After re-filling the tanks during lunch back at the anchorage we set off again in the early afternoon to try further north at the location our friend had told us of. Huggie had to placate an angry local fisherman on a speedboat, buzzing around above us and yelling: “no fish no touch”! We moved southward along the dropoff and discovered awesome swim-throughs and caves. We are still not sure it’s the official “Caves” dive but it is one of the best dive sites we have discovered to date.
Cool Runnings reunion
On the way back to the boat in the dinghy we saw our friends Dave and Gudrun Hibberd (and Ben and Gabby) arriving on their Lagoon 400 catamaran “Cool Runnings”. Dave and I were fierce competitors in the Laser dinghy in South Africa over 20 years ago, and we later became good friends and were teammates in the South African Olympic Sailing Team at the ’96 Olympics (Dave in Laser, me in the Soling class). We all emigrated over the next few years, Dave and Gudrun to the US and us to Aus. We got in touch recently when we heard they were planning on doing a circumnavigation and as fate would have it they arrived in New Caledonia whilst we were there. We shot out to meet them on the dinghy and I got aboard and piloted them our preferred way into the inner anchorage. After filling tanks and sorting out dive gear we headed over for drinks, along with the Fusio crew.
Lovely to catch up with good friends after such a long absence, it always amazes me how quickly one re-acquaints, and it feels like you were never apart.

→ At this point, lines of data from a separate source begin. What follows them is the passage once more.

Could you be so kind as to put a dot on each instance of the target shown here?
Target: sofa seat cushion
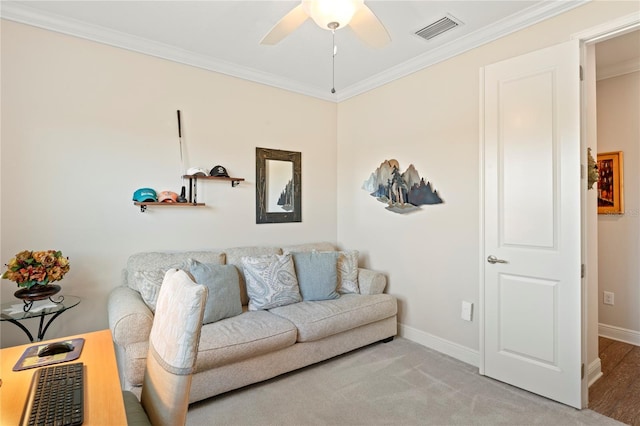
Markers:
(318, 319)
(247, 335)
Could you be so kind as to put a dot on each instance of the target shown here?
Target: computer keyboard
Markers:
(56, 396)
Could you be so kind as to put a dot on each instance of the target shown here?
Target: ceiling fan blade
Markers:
(368, 28)
(286, 25)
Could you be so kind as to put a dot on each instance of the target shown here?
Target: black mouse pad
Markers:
(30, 358)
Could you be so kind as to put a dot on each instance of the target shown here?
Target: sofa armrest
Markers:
(130, 319)
(371, 282)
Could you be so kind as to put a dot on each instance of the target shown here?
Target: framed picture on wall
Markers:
(610, 183)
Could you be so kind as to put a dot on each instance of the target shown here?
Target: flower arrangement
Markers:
(31, 268)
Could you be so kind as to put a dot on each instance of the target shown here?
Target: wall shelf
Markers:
(143, 205)
(191, 201)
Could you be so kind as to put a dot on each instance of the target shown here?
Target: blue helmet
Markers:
(145, 194)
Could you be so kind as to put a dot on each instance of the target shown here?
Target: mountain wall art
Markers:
(402, 192)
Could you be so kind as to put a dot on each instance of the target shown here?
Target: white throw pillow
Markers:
(149, 283)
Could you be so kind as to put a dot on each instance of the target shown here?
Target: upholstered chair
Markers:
(173, 347)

Next morning, Monday 7th November we left Gadji for Oro, leading Fusio through the reef passes. Cool Runnings decided to remain at Gadji for a while and we would catch up again down the line. It was an interesting sail with the Westerly wind changing to a moderate Easterly half way. Our main goal was to show Warwick and Lanie the beautiful dive site we had discovered here previously, so we headed out on the two dinghies, surviving a bit of an iffy moment getting through the breaking waves on the barrier reef. It was an excellent dive with two fantastic swim throughs, a few good sized sharks, turtles and large fish including a Maori Wrasse. The highlight was a nose to nose encounter with a biggish shark as we exited one of the swim-throughs. The bar opened early on the aft deck of Fusio and the shark’s size grew proportionally to the number of beers as we relived this great dive.
Fusio had already cleared out of the country a few days previously in Noumea and it was time for them to leave for NZ. On Tuesday morning we joined them for coffee and a sad farewell. Our adventures in New Caledonia had been so much the sweeter this year with such great friends as Warwick and Lanie. Sharing our passion for kiting, surfing and scuba diving, positive, funny and easy-going we can’t imagine a nicer crew to share the cruising lifestyle with. The only thing we don’t like about them is that their boat seems to have the legs on us in most wind conditions. We already have plans to meet up again next season with them in Fiji, along with our other Kiwi friends Rob and Carolyn (Shenanigans) and John and Pip (Sharpe Focus).
Love the look of the water. West side of malay peninsula is crap compared to what you have.